Figure 1: Conventional test architecture.

The importance of ramp rate is evident from the above description. Let us see how an optimum ramp rate can be calculated, with the help of an example. Let us consider a 12 bit ADC that works at the rate of 1Mega Samples Per Second (MSPS) for a Full-Scale range of 0-5V. The ADC gives 000(Hex) for input voltage of 0V and FFF (Hex) for 5V. The ADC output varies from 000 to FFF in 4096 steps as voltage rises from 0V to 5V. That means ADC output code changes by 1 when Input voltage increases by (5V-0V)/4096, that is, 1.22mV. If it is desired to get an output digital code to appear six times, we need to make sure that the ADC input does not increase by more than 1.22mV while ADC has made six conversions. With this understanding, the desired ramp rate can be calculated. The ADC gives one output code in 1µs. The input voltage must not change by more than 1.22mV in 6µs. Thus the desired ramp rate is 1.22mV/6µs or 0.203mV/µs.

There are multiple inherent disadvantages associated with this method:

 • A lot of Input and output data has to be stored and transferred from and to DUT.
 • Effects of parasitic capacitances and external noise need to be taken into account.
 • Measurement and evaluation of test responses takes considerable time, which directly adds onto production cost.
 • For diagnostics and debug purposes, extra pins are required for tester that severely debilitates the parallel testing of different circuits.
A better option is to integrate self test hardware onto the chip. Systems equipped with self test hardware are capable of autonomous testing with no external stimulus generation and measurement requirement.

Built-in self test (BIST) schemes can also be categorised into offline and online. Offline BIST interrupts the normal operation and is not suited for real time environment, whereas online BIST runs in the background with no impact on normal operation. Online BIST requires redundant modules, so to implement this you would incur some cost. Online BIST can be further classified into concurrent and non-concurrent testing. In concurrent testing, normal functioning and testing can be done simultaneously, whereas in non-concurrent, testing is done in idle periods of the system.

The most simplified BIST test technique requires an on-chip waveform generator which generates an analogue signal of higher resolution than the ADC, and records the number of times each unique digital code appears at the output.

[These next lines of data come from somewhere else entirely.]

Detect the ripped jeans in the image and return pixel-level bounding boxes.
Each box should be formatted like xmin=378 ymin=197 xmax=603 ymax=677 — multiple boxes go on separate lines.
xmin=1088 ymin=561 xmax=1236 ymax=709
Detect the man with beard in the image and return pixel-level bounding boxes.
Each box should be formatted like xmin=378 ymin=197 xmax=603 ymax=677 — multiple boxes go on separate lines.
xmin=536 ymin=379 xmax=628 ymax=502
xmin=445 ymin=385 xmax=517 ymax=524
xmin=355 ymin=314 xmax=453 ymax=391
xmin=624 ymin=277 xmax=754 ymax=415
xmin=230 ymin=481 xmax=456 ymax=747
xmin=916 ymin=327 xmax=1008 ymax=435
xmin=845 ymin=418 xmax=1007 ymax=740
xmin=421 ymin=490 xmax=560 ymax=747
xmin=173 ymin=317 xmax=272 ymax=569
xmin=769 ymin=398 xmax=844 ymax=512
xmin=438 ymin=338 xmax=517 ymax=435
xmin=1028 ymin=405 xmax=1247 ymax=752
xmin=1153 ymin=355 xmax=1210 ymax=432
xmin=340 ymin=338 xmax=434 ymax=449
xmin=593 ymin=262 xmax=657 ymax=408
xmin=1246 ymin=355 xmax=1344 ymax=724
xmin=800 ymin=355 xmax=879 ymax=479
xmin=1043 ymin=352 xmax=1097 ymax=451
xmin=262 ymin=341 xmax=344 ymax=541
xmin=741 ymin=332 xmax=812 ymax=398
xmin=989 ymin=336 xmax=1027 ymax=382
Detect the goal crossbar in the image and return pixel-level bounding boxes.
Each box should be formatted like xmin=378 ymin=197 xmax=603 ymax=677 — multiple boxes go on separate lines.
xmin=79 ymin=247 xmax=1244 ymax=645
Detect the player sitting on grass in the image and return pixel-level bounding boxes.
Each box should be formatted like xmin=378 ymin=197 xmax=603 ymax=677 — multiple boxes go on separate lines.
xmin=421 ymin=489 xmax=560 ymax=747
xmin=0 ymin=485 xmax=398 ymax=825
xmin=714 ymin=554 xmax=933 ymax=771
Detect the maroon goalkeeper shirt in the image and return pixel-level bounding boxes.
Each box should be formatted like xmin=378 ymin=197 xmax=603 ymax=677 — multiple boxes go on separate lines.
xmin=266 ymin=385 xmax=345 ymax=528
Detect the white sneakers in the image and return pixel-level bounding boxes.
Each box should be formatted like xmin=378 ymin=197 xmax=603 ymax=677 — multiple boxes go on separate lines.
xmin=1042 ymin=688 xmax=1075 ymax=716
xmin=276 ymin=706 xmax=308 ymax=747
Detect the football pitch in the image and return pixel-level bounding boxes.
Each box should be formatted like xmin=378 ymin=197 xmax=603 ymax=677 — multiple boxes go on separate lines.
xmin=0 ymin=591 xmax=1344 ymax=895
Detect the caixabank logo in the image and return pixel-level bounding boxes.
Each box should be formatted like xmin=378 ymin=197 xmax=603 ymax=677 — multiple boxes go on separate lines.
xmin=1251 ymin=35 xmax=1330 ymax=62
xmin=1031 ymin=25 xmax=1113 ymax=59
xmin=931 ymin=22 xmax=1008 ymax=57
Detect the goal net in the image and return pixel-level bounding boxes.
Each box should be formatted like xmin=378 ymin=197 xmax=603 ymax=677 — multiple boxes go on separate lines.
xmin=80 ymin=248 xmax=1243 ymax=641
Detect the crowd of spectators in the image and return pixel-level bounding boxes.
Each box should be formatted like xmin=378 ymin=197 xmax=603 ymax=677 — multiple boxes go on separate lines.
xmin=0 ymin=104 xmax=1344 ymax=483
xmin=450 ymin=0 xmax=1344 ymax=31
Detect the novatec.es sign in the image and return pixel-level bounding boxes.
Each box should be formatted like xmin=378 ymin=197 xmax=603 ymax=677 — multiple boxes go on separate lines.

When choosing between various on chip waveform generators, it has been found that using a triangular wave as input rather than a sinusoidal input has been advantageous. It saves memory required to save the output data [1] and makes the calculations easy which in turn also saves the hardware operating resources. A histogram is created with the available data. The actual histogram is compared with that of an ideal one and various calculations are performed on the recorded data to compute Offset error, Gain error, Differential and Integral Non-Linearity error. A missing code is identified if corresponding count for any code is zero. For ramp input stimulus, the offset error is given by difference between the two extreme code histograms. Gain error is computed by comparing a number of non extreme codes' histogram with their ideal values. DNL error is represented by the relative difference in actual and ideal ADC for each step size. INL is calculated by accumulating the sum of the DNL of all preceding codes.

Figure 2: Histograms illustrating slight clipping in the ADC channel.